この生産コストに、一定期間における初期資本が得るべき利息を加えたものが、消費財の価格となる。投資家は利益を得るが、それは利息として表される利益である。
生産ラインの作業員から、顧客の商品を包む販売員に至るまで、この連鎖上の多くの労働者が賃金を受け取る。これが正統な資本主義であり、生産体系と交換体系が経済制度を構成している。

アメリカの食肉処理ラインの作業員
今日、100年以上の変遷を経て、高度な工業化と科学技術の研究成果による生産方式の継続的な刷新が行われてきた。これほどの制度的優位性を持つ現代工業文明が、一体どうして虚偽の泡沫に満ちた信用経済に陥ってしまったのか!
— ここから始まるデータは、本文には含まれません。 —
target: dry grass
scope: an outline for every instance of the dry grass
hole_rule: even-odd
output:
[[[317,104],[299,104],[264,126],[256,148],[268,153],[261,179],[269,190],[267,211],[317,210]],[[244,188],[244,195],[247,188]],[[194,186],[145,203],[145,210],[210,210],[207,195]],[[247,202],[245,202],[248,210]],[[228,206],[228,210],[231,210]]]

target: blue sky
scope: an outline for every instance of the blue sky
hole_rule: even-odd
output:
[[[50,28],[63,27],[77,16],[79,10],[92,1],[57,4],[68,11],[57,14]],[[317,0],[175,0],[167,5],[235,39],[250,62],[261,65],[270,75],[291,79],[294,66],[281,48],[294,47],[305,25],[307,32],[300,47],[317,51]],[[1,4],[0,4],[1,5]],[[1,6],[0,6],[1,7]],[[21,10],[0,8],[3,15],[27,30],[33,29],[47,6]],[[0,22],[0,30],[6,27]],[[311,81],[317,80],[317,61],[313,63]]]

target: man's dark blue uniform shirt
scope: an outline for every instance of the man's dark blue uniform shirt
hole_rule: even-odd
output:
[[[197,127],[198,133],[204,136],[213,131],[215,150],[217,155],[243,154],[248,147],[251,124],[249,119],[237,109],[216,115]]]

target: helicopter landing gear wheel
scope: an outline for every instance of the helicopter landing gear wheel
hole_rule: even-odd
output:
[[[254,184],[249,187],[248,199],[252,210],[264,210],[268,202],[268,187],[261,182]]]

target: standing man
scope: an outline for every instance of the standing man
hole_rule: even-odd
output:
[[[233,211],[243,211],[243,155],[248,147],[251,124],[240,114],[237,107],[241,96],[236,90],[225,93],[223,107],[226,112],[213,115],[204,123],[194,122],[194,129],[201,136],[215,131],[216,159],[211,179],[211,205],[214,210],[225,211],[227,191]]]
信用経済は膨張を続けながら繁栄を維持し、欲望を刺激して消費量を増やし、その流通速度が不十分でないかと恐れている。上述の諸行為はこの泡沫を維持し、拡大し続けている。経済理論がいかに巧妙に説明しても、常識的に考えれば、この制度の体質は堅実ではない。

トランプの「アメリカ第一」は夢ではないのか?
経済グローバル化の時代、他の地域の経済体制は成長とともにますます充実している一方、アメリカはますます空洞化している。アメリカの経済的覇権がどうして長続きするだろうか?トランプはこの現象を理解していないのに、「アメリカ第一」の復活を唱える。これは夢ではないのか?